On 03/06/2022 23:16, Junio C Hamano wrote:
After thinking it again, I actually am OK with the original coloring code structure. The rule is "you always counter whatever color settings left behind by somebody who came before you". As long as the color effect you use is not additive (e.g. if the final product is $a$b, and $a is prefixed with $c_red and $b is prefixed with $c_blue, an additive coloring scheme may end up painting b in purple), we'll save number of $c_clear we would need to emit. Plain colors are probably not additive, but some attributes are, so this is more brittle than "always reset to the base state" rule, but it may be more desirable in practice. I have no strong preference either way. But if we are to go that route, we definitely need to make sure that the last element added to gitstring is followed by $c_reset, by doing something like the attached patch. Currently, $r has unconditional $c_clear in front of it, and $upstream is never colored, and that is the only thing that is saving us from leftover color bleeding into whatever comes after the prompt.

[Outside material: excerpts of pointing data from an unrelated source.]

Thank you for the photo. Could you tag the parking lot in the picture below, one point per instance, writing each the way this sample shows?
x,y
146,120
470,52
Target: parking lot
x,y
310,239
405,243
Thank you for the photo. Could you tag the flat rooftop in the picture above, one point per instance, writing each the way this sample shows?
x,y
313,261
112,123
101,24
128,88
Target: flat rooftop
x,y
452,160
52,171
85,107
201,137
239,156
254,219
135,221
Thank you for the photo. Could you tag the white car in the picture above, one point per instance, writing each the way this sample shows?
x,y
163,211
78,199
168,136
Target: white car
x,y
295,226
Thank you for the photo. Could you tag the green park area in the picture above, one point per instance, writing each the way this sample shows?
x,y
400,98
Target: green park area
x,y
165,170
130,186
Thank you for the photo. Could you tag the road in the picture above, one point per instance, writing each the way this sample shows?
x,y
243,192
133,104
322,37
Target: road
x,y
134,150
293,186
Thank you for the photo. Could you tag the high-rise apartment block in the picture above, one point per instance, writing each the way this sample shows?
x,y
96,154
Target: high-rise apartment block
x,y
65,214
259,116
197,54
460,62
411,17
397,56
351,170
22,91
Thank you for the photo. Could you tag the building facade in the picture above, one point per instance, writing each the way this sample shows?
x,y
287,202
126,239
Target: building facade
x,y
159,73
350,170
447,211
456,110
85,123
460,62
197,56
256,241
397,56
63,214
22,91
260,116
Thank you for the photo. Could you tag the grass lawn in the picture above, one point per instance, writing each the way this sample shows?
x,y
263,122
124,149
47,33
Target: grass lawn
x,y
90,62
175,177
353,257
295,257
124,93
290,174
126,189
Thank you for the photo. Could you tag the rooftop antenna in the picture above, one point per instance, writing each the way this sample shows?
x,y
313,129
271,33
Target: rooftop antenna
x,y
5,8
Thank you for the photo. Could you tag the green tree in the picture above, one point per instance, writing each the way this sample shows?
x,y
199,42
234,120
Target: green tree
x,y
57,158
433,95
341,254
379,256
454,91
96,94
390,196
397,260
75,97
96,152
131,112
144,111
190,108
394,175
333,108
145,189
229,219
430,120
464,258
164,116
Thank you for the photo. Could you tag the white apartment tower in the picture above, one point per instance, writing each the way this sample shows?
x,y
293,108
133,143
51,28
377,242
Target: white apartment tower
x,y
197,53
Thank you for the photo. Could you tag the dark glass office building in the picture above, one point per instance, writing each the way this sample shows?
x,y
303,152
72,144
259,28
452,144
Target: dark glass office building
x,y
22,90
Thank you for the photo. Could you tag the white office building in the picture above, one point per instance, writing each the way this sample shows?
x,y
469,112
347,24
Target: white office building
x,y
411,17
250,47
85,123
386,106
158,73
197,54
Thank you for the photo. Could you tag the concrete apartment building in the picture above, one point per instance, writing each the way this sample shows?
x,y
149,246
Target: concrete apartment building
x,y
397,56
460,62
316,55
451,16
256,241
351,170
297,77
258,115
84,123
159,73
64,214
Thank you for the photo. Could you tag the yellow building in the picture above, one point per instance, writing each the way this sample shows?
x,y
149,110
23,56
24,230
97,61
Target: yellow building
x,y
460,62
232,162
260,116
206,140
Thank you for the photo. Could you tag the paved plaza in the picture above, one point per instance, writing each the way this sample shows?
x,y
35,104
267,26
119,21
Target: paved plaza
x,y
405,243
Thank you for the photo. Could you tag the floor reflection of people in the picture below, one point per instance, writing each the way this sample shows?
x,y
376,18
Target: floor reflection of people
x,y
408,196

There might be something I'm not seeing, but having it so each element counters whatever colour left by the preceding element seems less intuitive when adding or moving elements in the final $gitstring. Adding an element will then require going into __git_ps1_colorize_gitstring, even when it is not intended to be colourized. All existing uncoloured elements will also need to be prefixed to protect against colour bleed from being moved around. I'm partial to the idea of each coloured element clearing its own colour.